Dans le cadre de sa compétence de voirie, la communauté urbaine a repris, par délibération du 29 octobre 1999, les conventions de mise à disposition de mobilier urbain conclues entre la société Decaux et les communes entrant dans le champ de compétence de la communauté urbaine, en abrogeant les clauses d’exclusivité dénoncées par le Conseil national de la concurrence.
Cette convention du 29 octobre 1999 a ramené à une seule échéance, soit le 1er avril 2007, les différentes conventions en faisant la moyenne des termes des conventions existantes qui s’échelonnaient entre 2002 et 2015 pondérés par l’importance du mobilier par commune. L’objet de cette convention était l’exploitation publicitaire de ces équipements par la société Decaux en contrepartie de leur mise à disposition à titre gratuit, sans contrepartie financière. La communauté urbaine a considéré que les charges d’investissement et de fonctionnement supportées par l’exploitant compensaient la perception éventuelle de droits d’occupation ou de redevance d’autant que la prise en charge du service de mobilier urbain constituait une économie substantielle pour la collectivité.

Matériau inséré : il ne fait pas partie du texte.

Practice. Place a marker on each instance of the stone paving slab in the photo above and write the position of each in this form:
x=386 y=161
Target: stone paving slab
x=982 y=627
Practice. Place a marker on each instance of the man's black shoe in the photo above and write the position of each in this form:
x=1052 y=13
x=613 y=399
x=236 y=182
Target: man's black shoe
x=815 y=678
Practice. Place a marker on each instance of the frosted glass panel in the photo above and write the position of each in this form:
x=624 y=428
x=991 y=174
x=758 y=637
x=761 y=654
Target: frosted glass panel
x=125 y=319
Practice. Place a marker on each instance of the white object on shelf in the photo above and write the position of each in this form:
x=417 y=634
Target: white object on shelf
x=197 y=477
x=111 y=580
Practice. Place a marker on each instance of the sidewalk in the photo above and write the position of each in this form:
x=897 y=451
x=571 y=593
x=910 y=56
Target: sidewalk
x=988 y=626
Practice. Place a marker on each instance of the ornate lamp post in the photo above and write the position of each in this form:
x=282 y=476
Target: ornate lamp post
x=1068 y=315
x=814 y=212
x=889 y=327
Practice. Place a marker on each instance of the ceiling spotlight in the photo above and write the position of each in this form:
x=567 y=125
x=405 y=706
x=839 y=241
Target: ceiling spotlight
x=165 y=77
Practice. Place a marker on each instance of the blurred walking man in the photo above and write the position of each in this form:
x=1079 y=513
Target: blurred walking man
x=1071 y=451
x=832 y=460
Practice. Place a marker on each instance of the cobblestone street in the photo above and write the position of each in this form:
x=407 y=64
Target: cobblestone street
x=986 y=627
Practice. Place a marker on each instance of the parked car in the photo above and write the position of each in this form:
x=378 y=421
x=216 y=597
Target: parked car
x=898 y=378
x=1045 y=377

Il aurait toutefois été conforme à la procédure retenue pour la société Dauphin et aux règles de la commande publique que cette convention fasse l’objet d’une nouvelle mise en concurrence.
En effet, le conseil de la concurrence, dans sa décision n°98-D–52 du 17 juillet 1998 relative à des pratiques relevées dans le secteur du mobilier urbain, rappelait l’avis du Conseil d’Etat du 14 octobre 1980 qui considérait les conventions de mise à disposition gratuite de mobilier urbain « comme une variété de marchés publics, marchés de prestation de service assortis d’autorisation d’occupation du domaine public ». Le conseil de la concurrence estimait donc que ces conventions devaient être soumises aux dispositions du code des marchés publics.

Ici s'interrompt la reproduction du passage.